John Baildon (1772 – 1846)

The Scotsman John Baildon was one of the pioneers of industrial development in Upper Silesia, now in Poland but in Baildon’s lifetime part of Prussia. He was born at Larbert in Stirlingshire and studied mechanics in his youth before working at the Carron ironworks. He went to Silesiain 1793 at the invitation of Count Friedrich von Reden (1772-1815). His first task was to build coke-fired blastfurnaces at Gleiwitz (Gliwice) from 1796. He was involved between 1792 and 1812, as was Reden, in the construction of the 46 km Kłodnica Canal built 1792-1812 from Kózle on River Oder to Gleiwitz, primarily for the conveyance of coal and metallic ores.

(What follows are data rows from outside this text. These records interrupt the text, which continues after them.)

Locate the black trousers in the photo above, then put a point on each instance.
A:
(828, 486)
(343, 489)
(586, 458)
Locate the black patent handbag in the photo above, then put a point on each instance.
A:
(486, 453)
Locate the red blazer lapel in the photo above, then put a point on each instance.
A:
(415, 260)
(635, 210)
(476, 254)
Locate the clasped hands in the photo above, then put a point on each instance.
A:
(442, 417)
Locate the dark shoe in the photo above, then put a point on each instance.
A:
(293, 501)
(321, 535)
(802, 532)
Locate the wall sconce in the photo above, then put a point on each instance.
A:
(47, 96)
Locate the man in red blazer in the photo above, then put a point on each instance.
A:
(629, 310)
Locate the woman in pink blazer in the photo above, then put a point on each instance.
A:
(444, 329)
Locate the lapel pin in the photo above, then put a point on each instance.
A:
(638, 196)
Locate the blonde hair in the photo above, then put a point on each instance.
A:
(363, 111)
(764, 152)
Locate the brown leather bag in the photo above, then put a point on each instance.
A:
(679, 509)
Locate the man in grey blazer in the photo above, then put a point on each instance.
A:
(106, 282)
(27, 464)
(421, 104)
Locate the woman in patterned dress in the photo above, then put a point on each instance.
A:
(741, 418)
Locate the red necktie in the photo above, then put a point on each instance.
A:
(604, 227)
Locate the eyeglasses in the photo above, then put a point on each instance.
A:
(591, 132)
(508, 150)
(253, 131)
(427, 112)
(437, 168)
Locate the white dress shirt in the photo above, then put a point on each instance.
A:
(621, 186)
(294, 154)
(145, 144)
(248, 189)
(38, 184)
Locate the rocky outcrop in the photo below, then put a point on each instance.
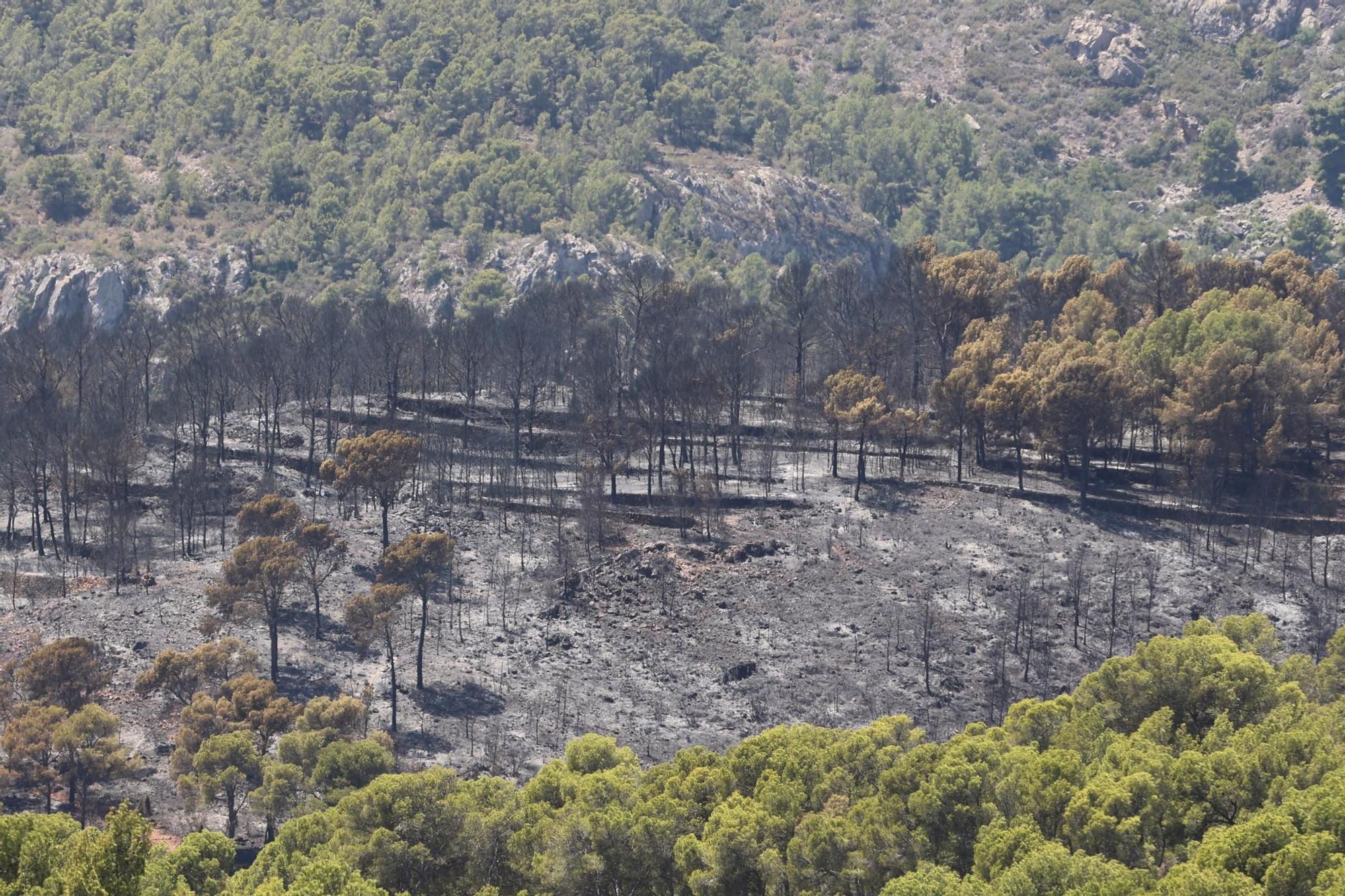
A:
(68, 290)
(755, 209)
(1116, 50)
(1187, 124)
(1226, 22)
(767, 212)
(63, 290)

In 1798 he was appointed government technical adviser for the development of the iron industry in Upper Silesia and, again with Reden, built the Königshütte (Royal Ironworks) at Chorzów. He spent a spell working in Moravia during the Napolonic Wars and on his return to Silesia established mines for zinc ore at Brzozowice and zinc smelters at Nowa Helena and Szarlej, after which, in 1823 he built his own ironworks on the Rawa River.

He married the daughter of an Italian merchant at Gleiwitz (Gliwice) in 1804 and their children continued to be involved in industry in Silesia after their father’s death. The family mansion was at Pogrzebien, and his Gothic-style cast iron tomb, originally in the ironworkers’ cemetery in Gleiwitz (Gliwice), was restored in 2012 and is now in the local museum.